C
VERSLAG VAN EEN SCHRIFTELIJK OVERLEG
Vastgesteld 6 oktober
2005
Naar aanleiding van een aan haar gerichte brief van de provincie Drenthe
van 31 augustus 20051 zond de vaste commissie
voor Economische Zaken2 een brief aan de minister
van Economische Zaken op 7 september 2005.
De brief van de commissie, alsmede de schriftelijke reactie van de minister
worden als verslag van een schriftelijk overleg gedrukt.
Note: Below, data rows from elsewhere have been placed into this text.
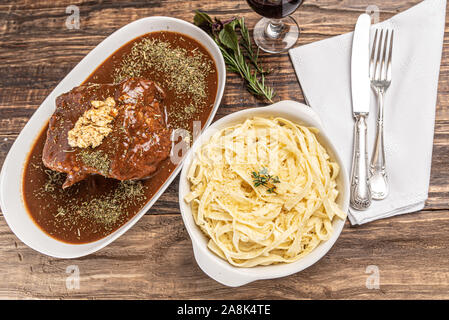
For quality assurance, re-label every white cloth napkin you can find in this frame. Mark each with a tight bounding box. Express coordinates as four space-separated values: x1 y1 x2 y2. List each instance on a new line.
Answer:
289 0 446 225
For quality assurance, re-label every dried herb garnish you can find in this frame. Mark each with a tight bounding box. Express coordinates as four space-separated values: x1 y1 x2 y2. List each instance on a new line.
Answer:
54 180 147 234
78 150 110 176
252 167 280 193
194 10 276 102
42 169 65 193
114 37 213 115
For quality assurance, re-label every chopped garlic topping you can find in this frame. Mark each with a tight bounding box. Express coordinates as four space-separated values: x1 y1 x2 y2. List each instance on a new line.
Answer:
68 97 118 149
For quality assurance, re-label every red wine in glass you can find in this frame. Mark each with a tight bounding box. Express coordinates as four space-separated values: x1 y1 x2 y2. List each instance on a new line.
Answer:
247 0 303 19
246 0 304 53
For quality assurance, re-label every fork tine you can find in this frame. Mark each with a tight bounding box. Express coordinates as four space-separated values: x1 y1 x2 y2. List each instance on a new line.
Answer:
370 29 378 79
374 29 384 81
386 29 394 81
380 29 389 81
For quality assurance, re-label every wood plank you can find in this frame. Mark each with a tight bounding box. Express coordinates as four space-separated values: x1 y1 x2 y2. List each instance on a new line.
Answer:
0 1 447 212
0 119 448 213
0 0 448 132
1 210 449 299
0 0 447 122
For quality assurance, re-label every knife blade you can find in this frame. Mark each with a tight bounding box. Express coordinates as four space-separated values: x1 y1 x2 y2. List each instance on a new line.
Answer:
351 14 371 114
350 13 372 210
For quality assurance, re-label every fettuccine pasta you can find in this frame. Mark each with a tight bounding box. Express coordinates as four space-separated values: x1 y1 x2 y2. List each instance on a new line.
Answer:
184 117 346 267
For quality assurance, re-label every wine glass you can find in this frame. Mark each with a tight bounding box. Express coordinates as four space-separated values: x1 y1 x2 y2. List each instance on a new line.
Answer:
246 0 303 53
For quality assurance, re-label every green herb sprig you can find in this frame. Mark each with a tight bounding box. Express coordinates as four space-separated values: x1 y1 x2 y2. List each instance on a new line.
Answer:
251 167 280 193
194 10 276 102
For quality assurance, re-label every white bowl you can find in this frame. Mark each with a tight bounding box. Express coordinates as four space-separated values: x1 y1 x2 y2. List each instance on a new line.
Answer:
0 17 226 258
179 100 349 287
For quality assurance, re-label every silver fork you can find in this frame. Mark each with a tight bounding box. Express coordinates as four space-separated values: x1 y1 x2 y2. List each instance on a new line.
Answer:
369 28 394 200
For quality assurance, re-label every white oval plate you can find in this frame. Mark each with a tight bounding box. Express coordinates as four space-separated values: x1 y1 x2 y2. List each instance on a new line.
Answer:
179 100 349 287
0 17 226 258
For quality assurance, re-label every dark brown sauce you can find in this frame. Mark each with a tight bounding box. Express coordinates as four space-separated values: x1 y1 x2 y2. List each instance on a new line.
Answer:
22 31 218 244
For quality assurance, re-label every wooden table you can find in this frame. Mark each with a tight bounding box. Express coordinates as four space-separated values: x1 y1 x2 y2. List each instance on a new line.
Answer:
0 0 448 300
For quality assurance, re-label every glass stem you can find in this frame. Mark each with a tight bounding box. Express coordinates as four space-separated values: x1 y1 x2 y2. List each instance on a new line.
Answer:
265 19 284 39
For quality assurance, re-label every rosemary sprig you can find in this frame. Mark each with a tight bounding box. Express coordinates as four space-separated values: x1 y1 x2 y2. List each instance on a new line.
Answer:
238 17 266 74
251 167 280 193
194 11 276 103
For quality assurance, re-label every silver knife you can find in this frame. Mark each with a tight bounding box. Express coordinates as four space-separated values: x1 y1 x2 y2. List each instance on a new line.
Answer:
350 14 372 210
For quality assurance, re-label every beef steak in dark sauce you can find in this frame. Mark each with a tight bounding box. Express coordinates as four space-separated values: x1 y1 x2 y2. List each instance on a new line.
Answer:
42 77 172 188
De griffier van de commissie,
Nieuwenhuizen
AAN DE MINISTER VAN ECONOMISCHE ZAKEN
Den Haag, 7 september 2005
Op 5 juli 2005 heeft de vaste commissie voor Economische Zaken blanco
eindverslag uitgebracht omtrent het wetsvoorstel 30 027 (Veegwet EZ 2005).
Het lag in het voornemen van de Kamer het wetsvoorstel als hamerstuk af te
handelen op 6 september 2005. Naar aanleiding van een brief van de provincie
Drenthe van 31 augustus 2005, die bij brief van het IPO van 5 september
2005 door de overige provincies is ondersteund (zie bijlagen), heeft de commissie
besloten de Kamer te verzoeken het wetsvoorstel van de agenda af te voeren
teneinde haar in de gelegenheid te stellen u onderstaand verzoek voor te leggen.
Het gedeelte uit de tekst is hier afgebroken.